Writing more selective queries can be done in a  few different ways.

For starters, if you don’t need every column of data, don’t use SELECT *.  Depending on the size of your rows, providing only the columns you need might allow SQL Server to use an index  that is narrower and/or denser.  An index that is narrow (fewer columns) or dense (more records per page) allows SQL Server to return the same amount of data you need in fewer pages.

The same thing goes for being more selective in your ON and WHERE clauses.  If you specify no WHERE conditions, SQL Server will return every single page in your table.  If you can filter down the data to exactly what you need, SQL Server can return only the data you need. This reduces logical reads and improves speed.

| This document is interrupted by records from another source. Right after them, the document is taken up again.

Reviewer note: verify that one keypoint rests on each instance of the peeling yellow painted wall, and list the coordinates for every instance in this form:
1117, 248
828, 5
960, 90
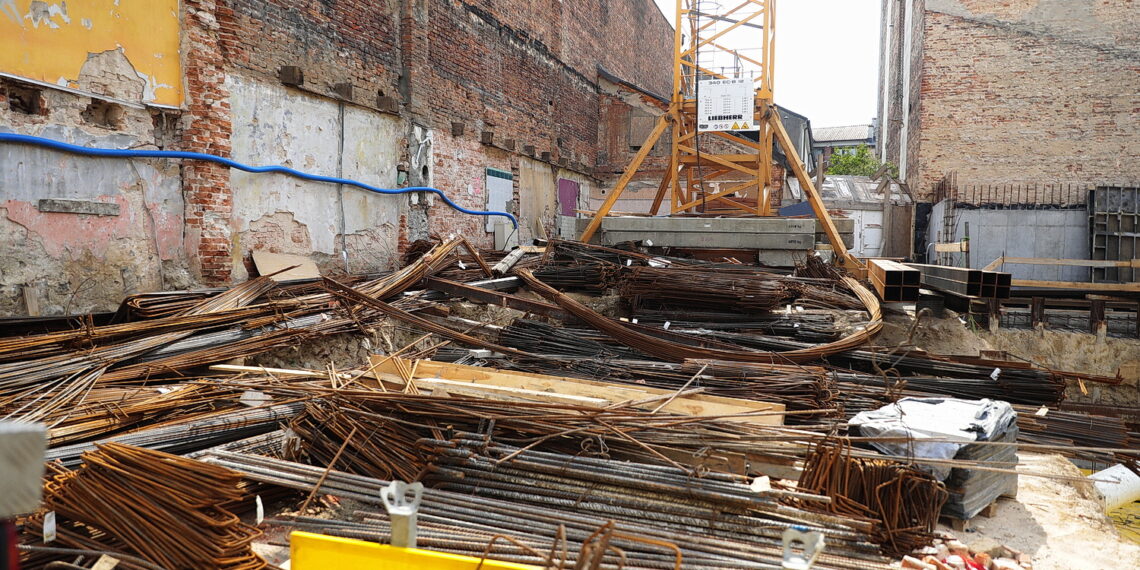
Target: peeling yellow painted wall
53, 41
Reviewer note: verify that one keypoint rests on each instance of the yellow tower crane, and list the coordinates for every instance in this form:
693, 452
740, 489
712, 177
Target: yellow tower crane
723, 121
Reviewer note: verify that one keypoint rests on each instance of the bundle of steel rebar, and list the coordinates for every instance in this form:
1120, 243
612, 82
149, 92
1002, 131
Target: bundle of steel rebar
670, 501
589, 277
807, 326
903, 502
189, 433
465, 523
1075, 429
540, 338
154, 505
1026, 387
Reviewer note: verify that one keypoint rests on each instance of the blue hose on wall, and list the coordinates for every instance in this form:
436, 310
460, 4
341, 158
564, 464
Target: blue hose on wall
114, 153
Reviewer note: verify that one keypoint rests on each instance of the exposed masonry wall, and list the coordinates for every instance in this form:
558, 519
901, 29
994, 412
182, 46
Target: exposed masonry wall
206, 128
402, 92
1025, 91
55, 262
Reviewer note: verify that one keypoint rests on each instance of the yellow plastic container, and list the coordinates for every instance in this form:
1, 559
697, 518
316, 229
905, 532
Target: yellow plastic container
320, 552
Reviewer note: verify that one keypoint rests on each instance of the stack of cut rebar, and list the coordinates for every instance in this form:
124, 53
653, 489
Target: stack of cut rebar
904, 503
157, 506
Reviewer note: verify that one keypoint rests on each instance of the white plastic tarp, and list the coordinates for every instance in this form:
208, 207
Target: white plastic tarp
952, 421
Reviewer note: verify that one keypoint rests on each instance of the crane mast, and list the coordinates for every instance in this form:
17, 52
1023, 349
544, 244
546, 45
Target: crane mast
722, 120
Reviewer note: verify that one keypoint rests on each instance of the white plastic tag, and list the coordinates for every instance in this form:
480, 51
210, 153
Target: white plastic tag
49, 527
760, 485
105, 562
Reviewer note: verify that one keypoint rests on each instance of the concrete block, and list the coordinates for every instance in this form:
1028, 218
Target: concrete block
291, 75
81, 206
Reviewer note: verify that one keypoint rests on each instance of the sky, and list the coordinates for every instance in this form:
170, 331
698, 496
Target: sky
827, 57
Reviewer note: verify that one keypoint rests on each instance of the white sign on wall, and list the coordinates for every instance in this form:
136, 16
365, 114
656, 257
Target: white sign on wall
726, 105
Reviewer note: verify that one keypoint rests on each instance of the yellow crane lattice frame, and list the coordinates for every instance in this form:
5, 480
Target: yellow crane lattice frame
691, 171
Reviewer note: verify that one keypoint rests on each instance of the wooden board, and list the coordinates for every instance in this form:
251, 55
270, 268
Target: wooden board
513, 384
269, 262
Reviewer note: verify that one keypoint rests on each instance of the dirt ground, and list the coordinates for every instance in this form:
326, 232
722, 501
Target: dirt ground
1059, 523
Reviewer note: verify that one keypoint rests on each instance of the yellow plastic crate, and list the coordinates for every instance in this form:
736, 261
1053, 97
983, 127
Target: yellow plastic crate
320, 552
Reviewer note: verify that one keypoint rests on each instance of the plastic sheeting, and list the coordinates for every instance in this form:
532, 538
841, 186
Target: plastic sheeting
920, 420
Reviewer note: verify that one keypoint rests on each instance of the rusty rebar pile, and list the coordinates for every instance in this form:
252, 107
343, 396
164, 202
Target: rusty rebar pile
903, 503
159, 506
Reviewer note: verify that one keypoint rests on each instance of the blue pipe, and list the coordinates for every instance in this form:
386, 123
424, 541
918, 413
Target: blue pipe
115, 153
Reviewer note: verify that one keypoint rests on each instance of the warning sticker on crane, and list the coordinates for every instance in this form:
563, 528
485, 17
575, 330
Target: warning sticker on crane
726, 105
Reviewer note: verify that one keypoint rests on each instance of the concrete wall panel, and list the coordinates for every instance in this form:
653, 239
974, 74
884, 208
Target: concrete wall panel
277, 125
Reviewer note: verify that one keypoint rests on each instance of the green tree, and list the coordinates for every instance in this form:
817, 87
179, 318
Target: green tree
860, 163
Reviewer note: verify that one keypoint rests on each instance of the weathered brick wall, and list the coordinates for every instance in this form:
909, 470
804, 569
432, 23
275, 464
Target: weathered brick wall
206, 129
1028, 91
344, 41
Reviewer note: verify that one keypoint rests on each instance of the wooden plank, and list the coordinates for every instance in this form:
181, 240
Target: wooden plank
695, 405
1065, 262
270, 262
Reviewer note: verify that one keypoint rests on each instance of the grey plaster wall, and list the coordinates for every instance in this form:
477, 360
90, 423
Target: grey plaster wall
338, 227
60, 262
1060, 234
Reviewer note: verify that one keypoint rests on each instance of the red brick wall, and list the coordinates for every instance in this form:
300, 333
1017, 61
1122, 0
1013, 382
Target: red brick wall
345, 41
206, 129
1027, 92
526, 72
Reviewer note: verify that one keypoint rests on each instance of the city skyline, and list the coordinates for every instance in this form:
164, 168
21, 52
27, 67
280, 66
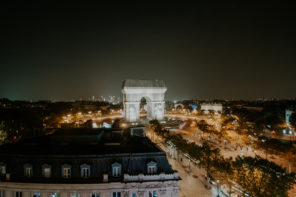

Finally, do you have large object (LOB) data (eg. varchar(max), image, etc..) on the tables in your query? Do you actually need it in your final result set? No?  Then don’t include it as part of your reads!  This could mean creating an index on the columns you do need or putting your LOB data in a separate table and only joining to it when you need it.

Fix suboptimal execution plans

It’s possible that your query is already as selective as it can be.  Maybe you are getting too many reads because SQL Server is generating and using a suboptimal execution plan.

A big tip off that this might be happening is if your cardinality estimates are out of whack a.k.a. the estimated vs. actual row counts have a large difference between them:

If SQL Server thinks it only is going to read 1 row of data, but instead needs to read way more rows of data, it might choose a poor execution plan which results in more reads.

You might get a suboptimal execution plan like above for a variety of reasons, but here are the most common ones I see:

If you had a query that previously ran fine but doesn’t anymore, you might be able to utilize Query Store to help identify why SQL Server started generating suboptimal plans.

The key is to get a good execution plan so that you aren’t performing unnecessary reads.

But what if you aren’t encountering any of the problems above and performance is still slow due to high numbers of reads?  Simply…

Add an index

A cup of coffee and a shot of espresso might have the same caffeine content – espresso is just more caffeine dense, just like the data stored in a narrow index.  Photo by Mike Marquez on Unsplash

If you have an existing table that has many columns and you only need a subset of them for your query, then consider adding an index for those columns.

Indexes are copies of your data stored in a different order with generally fewer columns.  If SQL Server is able to get all of the information it needs from a narrow index, it will do that instead of reading the full table/clustered index.

A copy of the data that has fewer columns will have greater page density (or the amount of data that fits on each page).  If SQL Server can get all of the data it needs by reading fewer, denser pages then your query will run faster.

Don’t just go adding indexes willy nilly though.  You may already have an index that almost contains all of the columns your query needs.  Look at a table’s existing indexes first and see if any of them are close to what you need.  Usually, you’ll be better off adding an included column or two to an existing index instead creating a whole brand new index.  And you’ll save on disk space by not creating duplicate indexes either.

Reduce index fragmentation

So indexes are great for reducing reads because they allow us to store only the data that is needed for a specific query (both as key columns and included columns).  Fewer columns = greater density = fewer reads necessary.

However, indexes can become  fragmented.  There’s internal fragmentation, which causes less data to be stored on a page than what is possible, and external fragmentation which causes the pages to be stored out of logical order on the disk.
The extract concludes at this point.